Written by Keith Jardim for Trinidad Guardian on no date provided

THERE is a gentle, deep love of the land in these stories, the fourth published book by Ismith Khan, author of The Jumbie Bird, The Obeah Man and The Crucifixion - all novels. Most of the stories in A Day in the Country are about young boys confronting the flawed world of their parents.

The fathers are major actors in these dramas: they are abusive, alcoholic, and sometimes idle; they complain; they are poor. And I found it interesting that in the city, usually Port-of-Spain - the Port-of-Spain of the 1940s and 50s, the time when most of the stories occur - the young boys, away from country life, away from the land so beautifully described and celebrated in the title story, suffer hardships that those still in the country do not.

In one of the city-set stories, ‘The Magic Ring’, a young boy, one eye crossed because of a bow his father had inflicted on his pregnant mother, believes he can make everything right in his world by buying a good luck ring, which works hard for. He believes that through the ring his eye will be corrected and the crushing poverty will cease. When he buys the ring, his father loses his temper and strikes him brutally, saying his son has wasted money. The boy’s eye is magically set right by the blow, but he loses his voice - and here the story ends. The ending is unconvincing but the writing is good, engaging, and filled with seductive cadence.

In a story clearly written later than ‘The Magic Ring’, Khan still hasn’t solved the problem of finding an ending, but the piece survives. In the wonderfully written ‘Shadows Move in the Britannia Bar’, a story whose opening page and a half stirred my curiosity about Trinidad’s past further, he relies on a twist I think O’Henry made famous. This involves the protagonist’s revelation of himself as the victim, as the one whom he has been telling the story about. All of it, apart from the opening, is delightfully told in Trinidadian dialect, with a stubborn refusal to spell correctly nearly every word uttered from the protagonist’s mouths.

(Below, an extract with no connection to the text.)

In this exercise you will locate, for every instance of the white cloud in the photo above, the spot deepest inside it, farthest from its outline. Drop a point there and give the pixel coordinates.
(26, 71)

Despite the ending, ‘Shadows Move in the Britannia Bar’ is a memorable pleasure. Sookoo is a tremendous talker, and most West Indians will be charmed and thoroughly entertained by his story.
‘The time dat I talkin bout, all yuh didn’t dream to born yet. Dem was the old time days. People uses to have a kind of belief in dem days, a respec for all what they see happen with they own two eye. What I mean to say is dat tings still happen, but is people like all yuh young fellars, is people blind, they eye shut, it half-close. But it have something. Where? Up in the sky! Inside your belly! A man! God! It have something!’

One of the problems Khan touches on is the violent way adults communicate to children, and men to their wives, often in front of the children. His descriptions of these outbursts are accurate, and many, many West Indians will recall similar experiences regardless of race and class. It is a behaviour that has come a long way with us indeed. Will we ever change? Khan might well be asking. The brilliant short story ‘A Day in the Country’ has a home in my heart. It reminded me of the intense, uplifting genius of Thomas Wolfe’s (1900-1938) short story ‘Circus at Dawn’. In both stories the concentration on life, on living, on things seen, heard and felt, is so full and rich that plot becomes unnecessary.

But ‘A Day in the Country’ is much more than a generous slice of life, and it does much more than revel in secure country childhood, or celebrate boyhood in the countryside. It makes a moving, ominous communication about the unsheltering of Trinidad, about its unprepared journey, from the ‘Drinking Rum and Coca Cola’ years of the ‘40s and ‘50s to the bewildering, homogeneous brutality of the 20th century.

‘The full moon had come out in the sky now and the country road lay like a pale ribbon in the night, as though all the people all over the world had gone to sleep forever. The people in the film, the people who made the safety pins and eau de Cologne, the people in Port-of-Spain - and the policeman. But the man with the shining cutlass? Where was he sleeping now?’